Running my business on local AI: six months in, what actually broke
15 June 2026
Six months ago I set up an AI system to help run my businesses locally, on hardware in my office, with the explicit constraint that no business data leaves the machine. Here is what actually happened.
Why local
The short version: my businesses handle tenant data, bank reconciliation records, and property transaction documents. Sending those through a cloud AI service means the data lives on someone else’s server, processed by a system I do not control, stored for a period I cannot fully audit.
I am not opposed to cloud AI for general use. For my specific situation, where the data contains people’s addresses, payment histories, and contract terms, local was not a philosophical preference. It was a practical requirement.
The setup
The hardware is a machine with an RTX 3060 with 12 GB of VRAM, 64 GB of system RAM, and a fast NVMe drive for the model weights and document store. The models run quantized, which means I am trading some capability for the ability to fit them in the available VRAM.

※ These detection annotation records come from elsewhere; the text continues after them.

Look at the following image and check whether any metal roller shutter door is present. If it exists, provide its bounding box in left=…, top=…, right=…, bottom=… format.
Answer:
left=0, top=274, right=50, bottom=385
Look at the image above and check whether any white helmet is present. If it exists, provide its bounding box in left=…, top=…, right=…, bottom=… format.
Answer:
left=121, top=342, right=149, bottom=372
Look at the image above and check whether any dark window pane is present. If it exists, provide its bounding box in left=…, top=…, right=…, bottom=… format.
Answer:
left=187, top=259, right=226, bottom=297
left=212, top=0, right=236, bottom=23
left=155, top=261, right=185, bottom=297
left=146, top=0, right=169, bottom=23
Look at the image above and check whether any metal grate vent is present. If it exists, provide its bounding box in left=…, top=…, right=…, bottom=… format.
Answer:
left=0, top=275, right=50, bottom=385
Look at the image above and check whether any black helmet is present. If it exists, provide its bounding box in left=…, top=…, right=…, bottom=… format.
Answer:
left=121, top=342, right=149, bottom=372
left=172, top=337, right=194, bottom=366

For the past six months I have been running a mixture of Mistral-based models for document analysis and a smaller model for the retrieval layer that handles document search and question answering over my own files.
What worked
Document retrieval worked immediately and kept working. I can ask the system a question about a lease and it will pull the relevant clauses from across hundreds of PDFs with reasonable accuracy. This alone saves several hours a week.
Financial reconciliation assistance worked well for rule-based tasks: identifying mismatches between bank statements and accounting records, flagging transactions above certain thresholds, and generating summary reports in a format I can review quickly.

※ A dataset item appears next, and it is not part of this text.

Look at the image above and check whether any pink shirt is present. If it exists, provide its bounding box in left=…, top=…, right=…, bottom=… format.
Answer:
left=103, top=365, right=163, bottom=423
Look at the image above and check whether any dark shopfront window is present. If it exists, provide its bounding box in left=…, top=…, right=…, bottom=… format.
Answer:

The system is also genuinely faster than I expected for most tasks. Inference time on the RTX 3060 is fast enough that responses feel immediate for short queries.
What broke
Three things broke in ways I did not anticipate.

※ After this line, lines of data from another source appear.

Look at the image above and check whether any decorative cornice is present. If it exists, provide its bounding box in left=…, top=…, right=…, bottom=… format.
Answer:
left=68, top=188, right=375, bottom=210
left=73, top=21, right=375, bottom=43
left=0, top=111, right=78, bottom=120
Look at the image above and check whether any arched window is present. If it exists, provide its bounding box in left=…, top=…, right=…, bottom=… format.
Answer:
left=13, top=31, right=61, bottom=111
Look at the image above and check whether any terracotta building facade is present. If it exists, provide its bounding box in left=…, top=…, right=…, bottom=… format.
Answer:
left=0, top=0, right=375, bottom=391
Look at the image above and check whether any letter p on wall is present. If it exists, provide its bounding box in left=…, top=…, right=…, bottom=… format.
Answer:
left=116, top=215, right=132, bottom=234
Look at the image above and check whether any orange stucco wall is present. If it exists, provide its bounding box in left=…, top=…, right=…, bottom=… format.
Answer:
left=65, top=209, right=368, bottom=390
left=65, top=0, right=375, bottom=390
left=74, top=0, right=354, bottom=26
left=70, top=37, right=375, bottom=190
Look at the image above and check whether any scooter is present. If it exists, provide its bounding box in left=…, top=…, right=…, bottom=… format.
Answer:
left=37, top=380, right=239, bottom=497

First, the quantized models are noticeably weaker than the cloud equivalents for anything requiring complex reasoning across multiple documents simultaneously. Asking the system to synthesize information from five different lease agreements and identify a potential conflict takes significantly more prompt engineering than it would on a larger model.
Second, context length is a real constraint at 12 GB VRAM. For long documents, I have to chunk them, and the chunking creates edge cases where relevant information spans a chunk boundary. I have spent more time on chunking strategy than I expected.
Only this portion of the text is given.